|Read Rabbi Barras’ Monthly Reflections — “Rav Bar Oz”|
In this space each month, we feature the writings of one of the members of our Beth Am Clergy. This month we invite Rabbi Jaime K. Aklepi to share some thoughts with you. You may contact her at email@example.com with any comments.
Hold on to August
As we begin the month of August, I often think: what happened to summer? August was once the middle of the summer. Today, if you have children in school, even college, or if you are an educator, mid-August means back to school. I find myself trying to enjoy what should still be summer while revving up for a new year. I wish I could hold on to August. Is it still possible to enjoy what were once the lazy days of summer and vacation, while we are still so very connected through our phones and email to our many responsibilities and activities?
Hold on to your August; be fully present in the moment. It’s a good metaphor for any time of year. The times we are watching the orb of the sun dip into the ocean through a 6” screen instead of in full view, directly with our eyes. The times our schedules are so tightly packed that by the end of the day in place of exhilaration there is exhaustion. During times like these it is impossible to be fully present. There is a wonderful Yiddish expression that warns against living this way: “You can’t dance at two weddings with one tuchus.” Physically, emotionally, mentally and spiritually, we need to choose the way we spend our time more carefully, and spend it well.
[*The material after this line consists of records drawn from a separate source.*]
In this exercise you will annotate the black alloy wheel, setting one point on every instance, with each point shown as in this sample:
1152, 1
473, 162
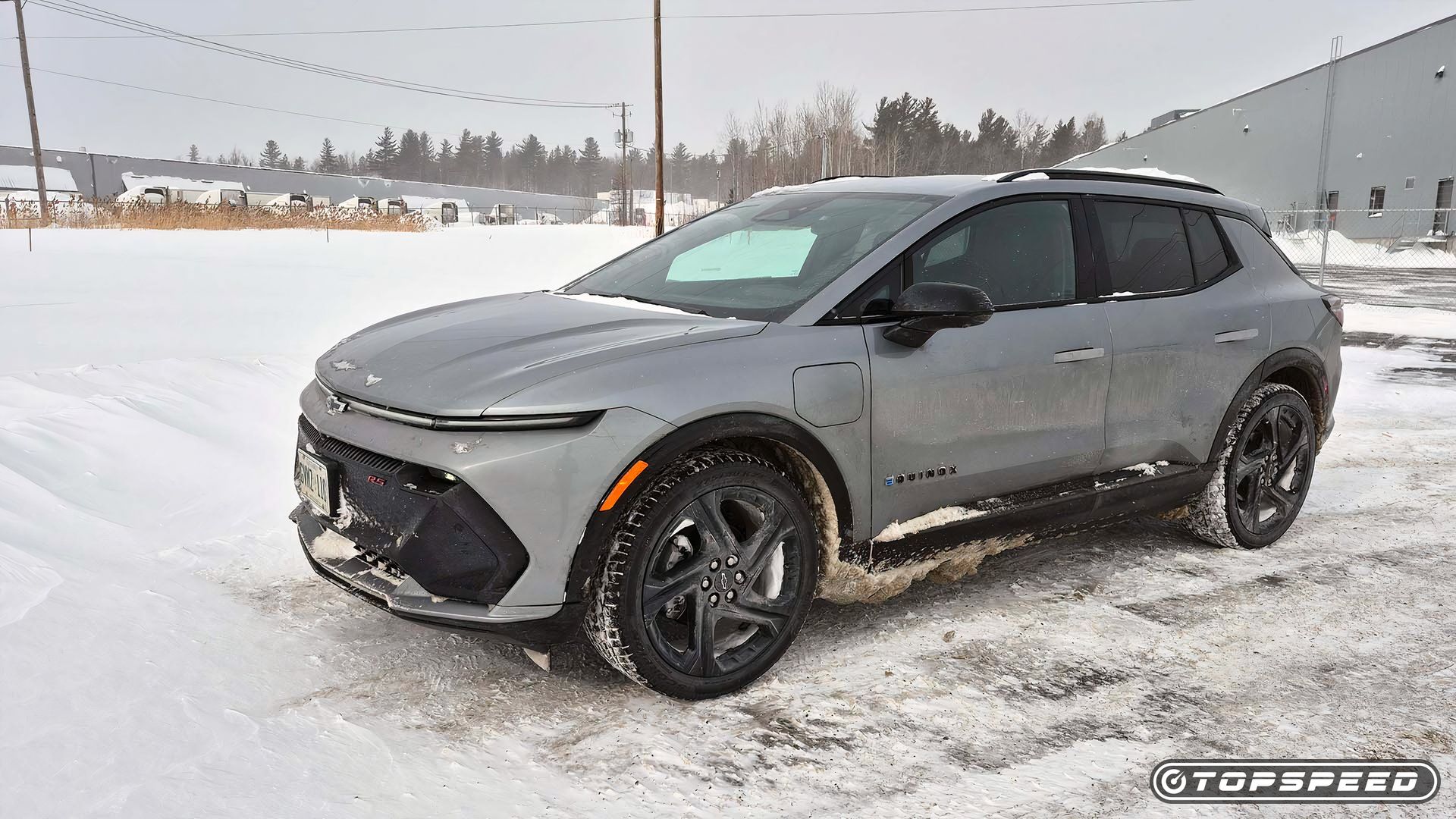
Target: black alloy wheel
714, 592
708, 576
1272, 468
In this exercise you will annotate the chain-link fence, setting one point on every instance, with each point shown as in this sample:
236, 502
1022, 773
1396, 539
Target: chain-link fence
1378, 257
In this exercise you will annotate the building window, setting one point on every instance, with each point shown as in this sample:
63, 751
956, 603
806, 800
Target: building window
1443, 207
1331, 207
1376, 202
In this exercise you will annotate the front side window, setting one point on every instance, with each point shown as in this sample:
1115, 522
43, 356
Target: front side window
761, 259
1147, 248
1018, 254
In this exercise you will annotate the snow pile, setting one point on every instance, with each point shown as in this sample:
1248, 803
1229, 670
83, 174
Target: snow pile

One way to think about the way we spend our time is found in Psalm 15:2: “dover emet bil’vavo, be the one who speaks the truth in their heart.” The sages teach that a person who speaks the truth in their heart carries into effect what they have purposed in their heart; they make good on what it is they propose to do. There is a story about Rabbi Safra, a Talmudic sage who had a donkey for sale. A buyer approached the rabbi and called out an offer for the donkey while he was in the middle of a prayer during which tradition forbids speaking. When the rabbi didn’t respond, the buyer offered a higher price. When Rabbi Safra finished his prayer, he approached the man and accepted his first, lower bid. He explained, “Since I knew when I heard you call out your offer that it was acceptable to me, it would be dishonest for me to accept your higher bid.” Rabbi Safra lived the virtue of “one who speaks the truth in his heart.” He followed his own honest purpose. (Story from The Book of Jewish Values by Joseph Telushkin.)
The psalm encourages us to follow the wisdom that is already in our hearts. So many times the “truth” is there. We do know what is important to us. We do know what areas of our life need greater attention, we do know what relationships need to be nurtured more. When we speak the truth in our heart, when we act on it, we are choosing what is best for us. That is what is meant by “following our heart.” Are we willing to “follow our heart?” It takes quieting the outside world of what may be popular among peers and listening to our own values, ideas, goals, desires and instincts.
As we hold on to the last weeks of summer, be one who speaks truth in their heart, is present in each moment and then you‘ll never feel frustrated by trying to dance at two weddings with one tuchus again.